Keeping prisoners in solitary confinement for almost five years, discrimination against students educated and living in the UK and severely sick and disabled children, criminal penalties for not answering the questions of border officials, the alleged imposition of a disproportionate costs order and images of an alleged child offender being released to newspapers - this seems to be the bedrock of what most people would expect human rights law in the modern world to be about. However, given the subjective nature of the exercise, it is likely that some would find the claims inflated, and the judgments over the top, just as some would find the claims insufficiently bold and the judgments pathetically weak.
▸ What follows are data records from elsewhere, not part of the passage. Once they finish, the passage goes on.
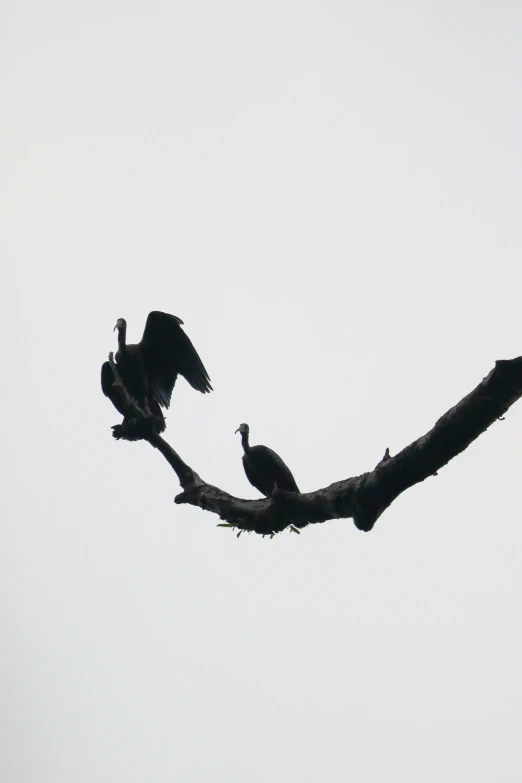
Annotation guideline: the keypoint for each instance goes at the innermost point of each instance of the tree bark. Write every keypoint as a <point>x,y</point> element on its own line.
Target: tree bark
<point>363,498</point>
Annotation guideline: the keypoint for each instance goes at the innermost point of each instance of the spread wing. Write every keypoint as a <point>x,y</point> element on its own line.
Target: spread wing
<point>108,388</point>
<point>167,352</point>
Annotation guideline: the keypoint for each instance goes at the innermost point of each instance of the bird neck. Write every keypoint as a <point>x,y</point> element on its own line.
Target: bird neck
<point>121,338</point>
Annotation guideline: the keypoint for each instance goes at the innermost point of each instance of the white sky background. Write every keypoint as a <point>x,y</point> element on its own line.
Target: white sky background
<point>329,195</point>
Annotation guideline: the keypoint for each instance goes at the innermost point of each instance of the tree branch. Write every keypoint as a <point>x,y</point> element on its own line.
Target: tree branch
<point>363,498</point>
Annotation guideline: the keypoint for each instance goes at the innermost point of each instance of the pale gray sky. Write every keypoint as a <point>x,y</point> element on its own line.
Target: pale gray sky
<point>329,195</point>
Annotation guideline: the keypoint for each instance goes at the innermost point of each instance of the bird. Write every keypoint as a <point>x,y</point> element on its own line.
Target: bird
<point>265,469</point>
<point>149,369</point>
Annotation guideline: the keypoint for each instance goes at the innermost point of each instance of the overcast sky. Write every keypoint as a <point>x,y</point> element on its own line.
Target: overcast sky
<point>329,195</point>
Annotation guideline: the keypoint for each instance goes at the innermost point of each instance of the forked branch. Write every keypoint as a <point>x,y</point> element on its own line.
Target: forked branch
<point>363,498</point>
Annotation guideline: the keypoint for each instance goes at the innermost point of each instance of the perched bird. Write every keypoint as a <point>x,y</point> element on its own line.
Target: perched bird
<point>265,469</point>
<point>149,369</point>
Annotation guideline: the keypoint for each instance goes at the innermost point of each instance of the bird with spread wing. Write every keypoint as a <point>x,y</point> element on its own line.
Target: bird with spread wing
<point>149,369</point>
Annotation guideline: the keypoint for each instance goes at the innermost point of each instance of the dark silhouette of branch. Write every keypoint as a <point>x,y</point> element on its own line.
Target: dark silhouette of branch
<point>364,497</point>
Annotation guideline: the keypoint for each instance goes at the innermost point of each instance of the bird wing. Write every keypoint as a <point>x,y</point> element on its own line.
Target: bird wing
<point>167,352</point>
<point>109,389</point>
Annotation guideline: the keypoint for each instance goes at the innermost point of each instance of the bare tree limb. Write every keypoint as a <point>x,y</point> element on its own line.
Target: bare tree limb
<point>363,498</point>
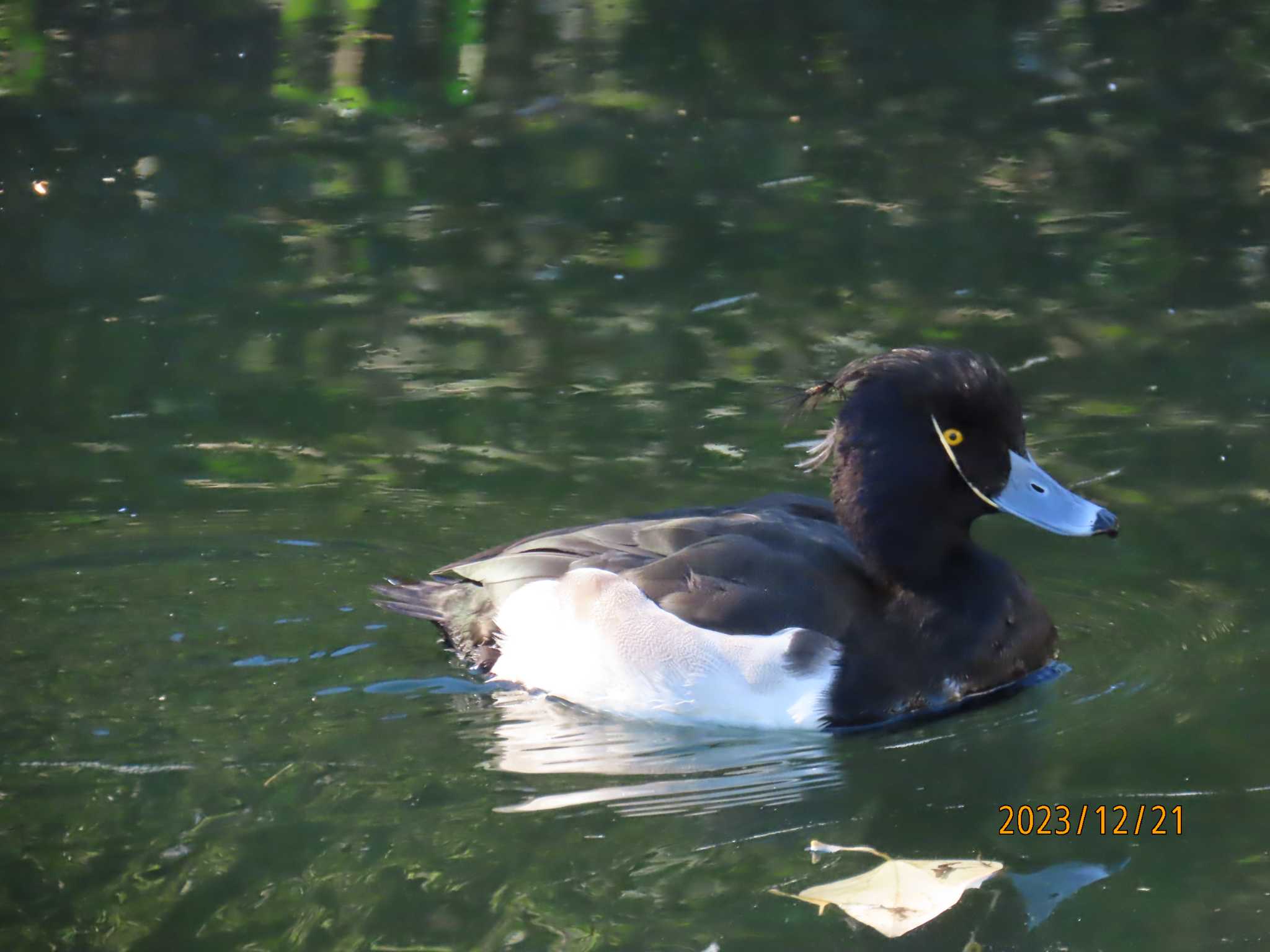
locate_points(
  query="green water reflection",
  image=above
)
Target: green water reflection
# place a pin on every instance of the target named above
(303, 294)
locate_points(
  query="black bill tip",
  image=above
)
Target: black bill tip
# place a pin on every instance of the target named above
(1105, 523)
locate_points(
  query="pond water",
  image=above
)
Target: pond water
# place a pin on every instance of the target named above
(300, 295)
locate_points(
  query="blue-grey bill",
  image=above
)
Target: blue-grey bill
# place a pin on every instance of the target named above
(1034, 495)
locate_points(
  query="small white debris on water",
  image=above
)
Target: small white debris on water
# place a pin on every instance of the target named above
(724, 302)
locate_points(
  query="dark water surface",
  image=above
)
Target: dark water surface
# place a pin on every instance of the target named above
(299, 295)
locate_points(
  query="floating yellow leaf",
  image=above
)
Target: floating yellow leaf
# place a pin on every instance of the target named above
(901, 894)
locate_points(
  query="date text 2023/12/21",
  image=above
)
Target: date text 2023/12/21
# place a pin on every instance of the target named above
(1103, 819)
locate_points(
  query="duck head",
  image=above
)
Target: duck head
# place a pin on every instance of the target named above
(926, 442)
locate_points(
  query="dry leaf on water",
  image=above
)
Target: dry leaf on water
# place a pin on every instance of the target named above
(901, 894)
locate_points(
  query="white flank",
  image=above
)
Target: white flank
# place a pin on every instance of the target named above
(595, 639)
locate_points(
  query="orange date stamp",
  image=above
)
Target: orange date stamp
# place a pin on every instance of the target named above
(1104, 821)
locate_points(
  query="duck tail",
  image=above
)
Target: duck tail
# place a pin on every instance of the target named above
(463, 611)
(418, 599)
The most important thing is that a court, not the government or Parliament, has decided where human rights law begins and where it ends and has applied it equally to all of the claimants before it, regardless of who they might vote for, or whether or not they can vote at all.

Conclusion
To say that a right or claim is inflated is simply another way of saying that you don't agree with it without taking into account the many other different perspectives which may be based on evidence or a just a particular world view. The fact that we often can’t agree on the interpretation and application of human rights law is why in our country the task has been handed over to our independent and impartial judiciary. It was agreed long ago that these fundamental human rights are just too important for populist politics and grandstanding. Sure, disagree with what the courts might decide and argue that people are hideously selfish for trying to get the most out of human rights law. But to suggest that the players should be able to adjust the rules of the game as they go along to ensure that they always win undermines the rule of law and leaves us all vulnerable to politically motivated violations of our human rights.